Jamie Cox is an undergraduate economics student at the University of Strathclyde, about to start his fourth year, and has a summer internship in the Fraser of Allander Institute supported by the Research Interns@Strathclyde scheme. This blog summarises some of Jamie’s research into how electricity charges vary geographically. Following on from his earlier blog last week on transmission charges in the UK (TNUoS), in this blog he explores variation between tariffs for different generator types, with a focus on intermittent generators.
Transmission Tariff Model
To analyse transmission charges, we built a model that approximates the charges levied by National Grid: both on methodology, and in monetary amounts. Using sub-national electricity consumption statistics and generation statistics (from the Department for Business, Energy & Industrial Strategy) we approximate electricity flows, and thereby estimate TNUoS tariffs. An example of the output of our model and how it matches up with actual charges levied by National Grid can be seen in the second figure of previous blog.
In this blog, we discuss how tariffs depend on generator type, in particular: whether the generator is conventional or intermittent.
Conventional v Intermittent
Conventional and intermittent power stations use the transmission system differently. A conventional plant, e.g. Longannet type coal-fired power plant, can switch generation on and off when needed, potentially minimising the use of the transmission network.
Intermittent generators e.g. wind, face varying levels of input, and so produce varying levels of output electricity. On a windless day, when demand for electricity is high in that region, energy will have to be transmitted to that region to make up the difference. Likewise, on a windy day, a wind farm is producing lots of electricity that is potentially not needed locally, and so surplus energy will need to be exported (or stored). These activities use the transmission system and National Grid’s charging structure consequently charges intermittent generation a higher TNUoS tariff than it does conventional generators.
The analysis then of the previous blog can be extended therefore: although Longannet’s closure will lower transmission charges in Scotland; Longannet’s replacement with wind generation of equivalent capacity will raise transmission charges in Scotland further, especially for other intermittent generators.
Replaced with intermittent
|Tariff faced by Conventional (£/kW)
|Tariff faced by Intermittent (£/kW)
The table above gives estimated tariffs from the model for the Longannet area. It shows them as they would have been had Longannet not closed (1st column), after it did so (2nd column), and the tariffs caused by the simulated addition of 5GW of intermittent generation in Longannet’s place (3rd column).
The tariff impact of Longannet’s closure
The conventional tariff decreases by over 60% when Longannet is closed. The less conventional generation installed, the lower the charges faced by conventional generators. This makes sense as a way of encouraging a balance of generator types.
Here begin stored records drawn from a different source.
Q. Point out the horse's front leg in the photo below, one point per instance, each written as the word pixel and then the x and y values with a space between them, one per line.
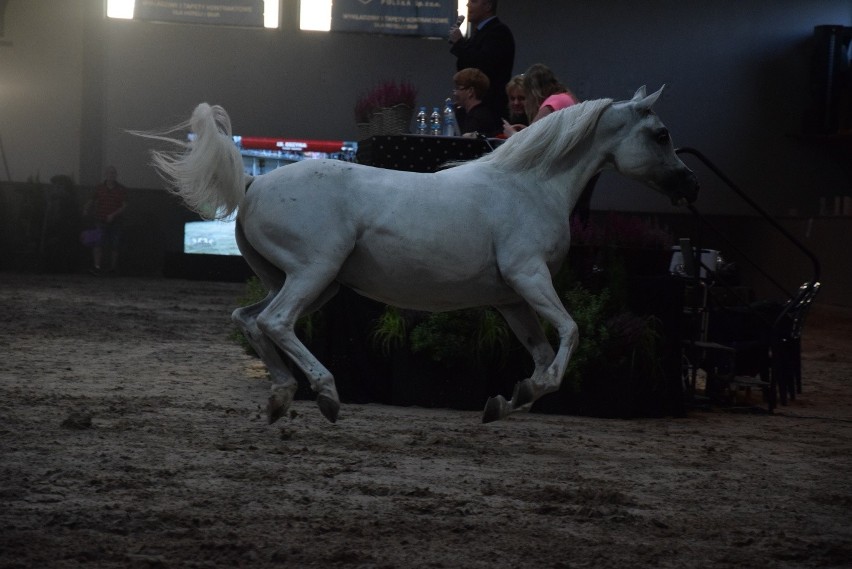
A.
pixel 300 296
pixel 536 288
pixel 284 385
pixel 525 324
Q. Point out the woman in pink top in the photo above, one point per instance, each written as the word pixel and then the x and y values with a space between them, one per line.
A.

When Longannet closes the intermittent tariff decreases as well. This decrease though is less than that for conventional. So the closure of Longannet does provide some economic incentives to build new generation in Scotland, but these extra incentives are weighted towards new conventional rather than new intermittent generation.
The tariff impact of new renewables in Scotland
Replacing Longannet with equivalent intermittent generation causes an increase in both tariffs, as expected. Again, as expected, the intermittent tariff rises to a higher level than the conventional tariff.
There are two ways in which additional intermittent generation increases the tariffs levied by National Grid. Firstly, and very obviously, additional generation means that the zone transmits more energy across the system. This is the same as how an increase in conventional generation would increase tariffs.
The second mechanism that National Grid use to increase the intermittent tariff is through a “Boundary Sharing Factor” (BSF). This works to reflect the fact that intermittency increases the variability of supply in a zone so that sometimes it exports a lot, but other times, even if it normally exports electricity, it can actually require imports.
As the proportion of intermittent generation to total generation increases, the BSF decreases linearly. Intermittent tariffs are inversely related to the BSF, so, as intermittent generation increases, so too does the tariffs for those generators.
The tariffs charged by National Grid is now higher for intermittent generators than conventional generators. This matches the conclusion in the previous section.
The overall effect is that the more of a certain type of generator you have, the higher the TNUoS tariffs will be for that type of generator. This charging structure has a certain rationale (though as in our previous blog, we make no claim as to its optimality or otherwise) in that it penalises excessive reliance upon one type of source. Together with other features of electricity market design (like the capacity market) this is meant to promote a resilient electricity supply network. As the generation mix in the UK shifts from conventional to low carbon generation – much of which is intermittent – the charging mechanism used by National Grid will need to continue to promote a resilient network, which will include much more energy storage infrastructure than at present.
 Longannet had a capacity of 2.4GW. We assume that this is replaced with wind generation of capacity 5GW. This is approximately the same supply averaged over a year, assuming a capacity factor of roughly 35-40% for intermittent, and 80% for conventional.